Dans sa contribution à la relance, la CFDT a, elle aussi, mis l’accent sur la formation des chômeurs. Elle demande la sécurisation et l’accompagnement des transitions professionnelles avec le renforcement des moyens de Pôle emploi et la création de « contrats de transition écologique, numérique et technologique » au niveau des territoires pour coordonner localement l’ensemble des dispositifs existants. Le syndicat propose parallèlement de muscler les parcours emplois compétences en ciblant majoritairement les jeunes. D’une durée de 24 mois, contre neuf à douze aujourd’hui, ils visent à favoriser les formations qualifiantes en alternance, y compris dans le cadre du préapprentissage. Un dispositif sur lequel travaille déjà Veolia et qui pourrait voir le jour à l’automne.
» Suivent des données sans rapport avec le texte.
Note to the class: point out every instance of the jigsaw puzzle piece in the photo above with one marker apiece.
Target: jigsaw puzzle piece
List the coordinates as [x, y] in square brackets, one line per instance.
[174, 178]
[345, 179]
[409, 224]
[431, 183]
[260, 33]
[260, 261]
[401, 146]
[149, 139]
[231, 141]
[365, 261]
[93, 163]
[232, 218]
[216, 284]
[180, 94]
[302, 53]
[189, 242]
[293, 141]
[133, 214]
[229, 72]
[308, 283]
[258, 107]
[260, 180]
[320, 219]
« Il n’y a pas de solutions toutes faites et nous devons apprendre à être flexibles pour permettre aux entreprises, aux salariés ou aux demandeurs d’emploi de profiter des opportunités pour rebondir », résume Édouard Dubruel, responsable de l’activité sur-mesure de CSP Formation. « La formation n’est pas un coût mais un investissement », martèle Olivier Carlat. Et si cette injonction s’adresse aux acteurs économiques comme aux pouvoirs publics, elle est aussi destinée aux individus car, « sans formation, il n’y aura pas de relance et la France, qui avait déjà un déficit de compétences, notamment dans le numérique, risque de le payer cher », a mis en garde Nicolas Bouzou, lors de la présentation de l’étude de la FFP…
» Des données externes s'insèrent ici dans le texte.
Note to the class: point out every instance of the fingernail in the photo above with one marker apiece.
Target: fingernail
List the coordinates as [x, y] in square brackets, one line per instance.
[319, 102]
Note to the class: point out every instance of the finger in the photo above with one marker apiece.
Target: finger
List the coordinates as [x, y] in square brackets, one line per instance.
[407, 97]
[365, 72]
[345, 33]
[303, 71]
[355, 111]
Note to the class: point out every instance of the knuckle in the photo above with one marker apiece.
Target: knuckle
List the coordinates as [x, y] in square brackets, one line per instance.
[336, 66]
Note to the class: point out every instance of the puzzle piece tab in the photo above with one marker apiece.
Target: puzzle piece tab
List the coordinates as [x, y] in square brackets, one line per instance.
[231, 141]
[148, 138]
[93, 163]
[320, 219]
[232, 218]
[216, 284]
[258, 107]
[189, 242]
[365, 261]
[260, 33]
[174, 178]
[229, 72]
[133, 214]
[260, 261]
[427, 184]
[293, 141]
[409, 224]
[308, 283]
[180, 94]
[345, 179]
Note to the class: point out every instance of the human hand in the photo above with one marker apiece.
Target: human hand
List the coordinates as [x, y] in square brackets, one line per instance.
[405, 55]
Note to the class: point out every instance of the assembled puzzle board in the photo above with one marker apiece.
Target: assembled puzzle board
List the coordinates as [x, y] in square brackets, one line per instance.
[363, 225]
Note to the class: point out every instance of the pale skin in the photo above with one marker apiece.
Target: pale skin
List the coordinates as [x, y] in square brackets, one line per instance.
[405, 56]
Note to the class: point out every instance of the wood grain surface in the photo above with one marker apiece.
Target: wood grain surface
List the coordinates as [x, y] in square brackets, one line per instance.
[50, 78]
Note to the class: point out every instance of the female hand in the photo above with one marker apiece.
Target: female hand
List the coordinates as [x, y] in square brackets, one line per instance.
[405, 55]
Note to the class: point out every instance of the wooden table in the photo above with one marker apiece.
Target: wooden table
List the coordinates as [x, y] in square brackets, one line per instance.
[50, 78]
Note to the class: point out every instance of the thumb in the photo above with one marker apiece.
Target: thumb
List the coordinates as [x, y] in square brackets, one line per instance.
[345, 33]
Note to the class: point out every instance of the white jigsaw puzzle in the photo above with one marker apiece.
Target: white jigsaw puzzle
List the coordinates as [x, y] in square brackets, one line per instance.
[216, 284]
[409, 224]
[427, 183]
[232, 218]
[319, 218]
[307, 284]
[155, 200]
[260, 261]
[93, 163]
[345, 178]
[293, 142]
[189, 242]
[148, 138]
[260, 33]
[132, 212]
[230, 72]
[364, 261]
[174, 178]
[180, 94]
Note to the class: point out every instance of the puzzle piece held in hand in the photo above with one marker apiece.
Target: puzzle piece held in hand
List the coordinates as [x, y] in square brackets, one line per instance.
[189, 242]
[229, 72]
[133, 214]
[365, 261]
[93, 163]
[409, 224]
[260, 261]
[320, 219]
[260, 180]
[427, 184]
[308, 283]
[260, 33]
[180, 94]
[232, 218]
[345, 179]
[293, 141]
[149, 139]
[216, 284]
Dans les états-majors, l’heure est à la mobilisation dans un contexte où les ressources financières devraient être elles aussi affectées par la crise. « Nous allons établir des priorités autour des métiers en tension et de l’apprentissage et renforcer la création de valeur et l’impact de l’ensemble de nos activités », lance Olivier Carlat, le directeur formation de Veolia. La situation est notamment tendue dans les entreprises de 50 à 250 salariés, grandes oubliées de la récente réforme. C’est pourquoi dans sa dernière étude, la FFP a fait plusieurs propositions les concernant avec deux axes forts : la possibilité pour elles d’abonder le compte personnel de formation (CPF) et d’utiliser les aides débloquées pour l’alternance. Dans cette conjoncture tendue, l’accent est aussi mis sur l’efficacité. « Les entreprises nous demandent de plus en plus de mettre en place des outils pour mesurer le retour sur investissement », ajoute Guillaume Huot, de Cegos, qui a notamment créé des dispositifs pour mesurer en conditions de travail la manière dont les salariés déploient à leur poste les compétences acquises.